Ich mach‘ es kurz, schließlich wird über dieses schwer gehypte „TV-Experiment“ von Schirach derzeit genug geschrieben.
Zwar ist es löblich, möglichst vielen Zuschauern die Basics unseres Rechtsstaats deutlich machen zu wollen, aber so richtig gelungen ist das nicht. Dafür spricht auch das Abstimmungsergebnis: 54 % der ausgewählten Zuschauer fanden das Urteil (Freispruch) ungerecht, 46% gerecht. Die angestrebte Irritation des emotionalen Urteils wurde demnach nicht wirklich erreicht, jedenfalls nicht in einem Maß, das den Aufwand gerechtfertigt hätte.
Dabei wäre das möglich gewesen, hätte man die Ankündigung „zwei ganz verschiedene Blickwinkel“ konsequent umgesetzt. Statt dessen wurde gutwilligen Zuschauer/innen zugemutet, über weite Strecken denselben Film zweimal anzuschauen – eine seltene Ignoranz aktueller Sehgewohnheiten, die Wiederholungen gerne vermeidet und „Längen“ scheut. 7,955 Millionen (ARD) plus 2,493 Millionen (3.Programme) Zuschauer sahen den ersten Film, nurmehr 4,829 Millionen sahen auch den zweiten Teil, also weniger als die Hälfte!

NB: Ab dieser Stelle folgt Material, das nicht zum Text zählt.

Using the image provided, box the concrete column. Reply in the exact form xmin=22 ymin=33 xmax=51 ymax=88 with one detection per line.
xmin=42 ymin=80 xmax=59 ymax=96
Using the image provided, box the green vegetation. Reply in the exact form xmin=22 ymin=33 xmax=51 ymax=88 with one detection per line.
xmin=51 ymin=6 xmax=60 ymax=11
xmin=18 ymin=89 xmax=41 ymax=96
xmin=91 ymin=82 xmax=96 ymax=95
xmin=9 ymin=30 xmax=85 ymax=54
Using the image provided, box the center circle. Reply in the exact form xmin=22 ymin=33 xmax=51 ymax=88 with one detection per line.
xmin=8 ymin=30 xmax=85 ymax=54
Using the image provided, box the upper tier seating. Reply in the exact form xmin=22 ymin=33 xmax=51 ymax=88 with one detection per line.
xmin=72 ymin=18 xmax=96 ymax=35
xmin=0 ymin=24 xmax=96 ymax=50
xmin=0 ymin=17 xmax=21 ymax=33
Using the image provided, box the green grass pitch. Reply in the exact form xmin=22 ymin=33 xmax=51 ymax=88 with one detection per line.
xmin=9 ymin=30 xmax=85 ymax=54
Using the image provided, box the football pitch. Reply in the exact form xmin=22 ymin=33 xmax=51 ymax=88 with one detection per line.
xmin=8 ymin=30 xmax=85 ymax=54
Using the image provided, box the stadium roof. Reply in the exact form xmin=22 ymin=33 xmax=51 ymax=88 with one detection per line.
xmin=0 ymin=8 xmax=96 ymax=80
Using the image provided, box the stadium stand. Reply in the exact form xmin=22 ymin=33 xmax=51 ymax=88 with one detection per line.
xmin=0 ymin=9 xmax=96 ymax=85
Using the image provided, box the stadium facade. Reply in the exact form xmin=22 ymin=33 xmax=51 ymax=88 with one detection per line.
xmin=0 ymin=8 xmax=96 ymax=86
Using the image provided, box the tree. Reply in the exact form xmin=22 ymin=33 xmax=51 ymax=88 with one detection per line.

Neben „Gegen die Zeit“ (Film aus der Sicht des Kommissars) hätte eine zweite Version gestellt werden müssen, die die Gewissheiten und emotionalen Urteile aufgrund der ersten Fassung tatsächlich erschüttert. Da der Freispruch mangels Beweisen und wegen eines aufgrund der Folter nicht verwendbaren Geständnisses beruhte, wären das die beiden Ansätze für die Andersartigkeit der zweiten Fassung gewesen:
- man zeigt die Entführung anders, mit mehr Blick auf den Täter, so dass zumindest Zweifel aufkommen, ob das wirklich der Beschuldigte ist,
- man zeigt so viel, dass klar ist, dass es ein anderer Täter ähnlicher Statur ist,
- man erklärt das Wissen des vermeintlichen Täters um den Aufenthaltsort des Opfers (es ist sein Bruder, sein Vater, sein Geliebter…) und mittels einer Vorgeschichte auch gleich den Grund, warum er lieber gesteht als ihn zu benennen.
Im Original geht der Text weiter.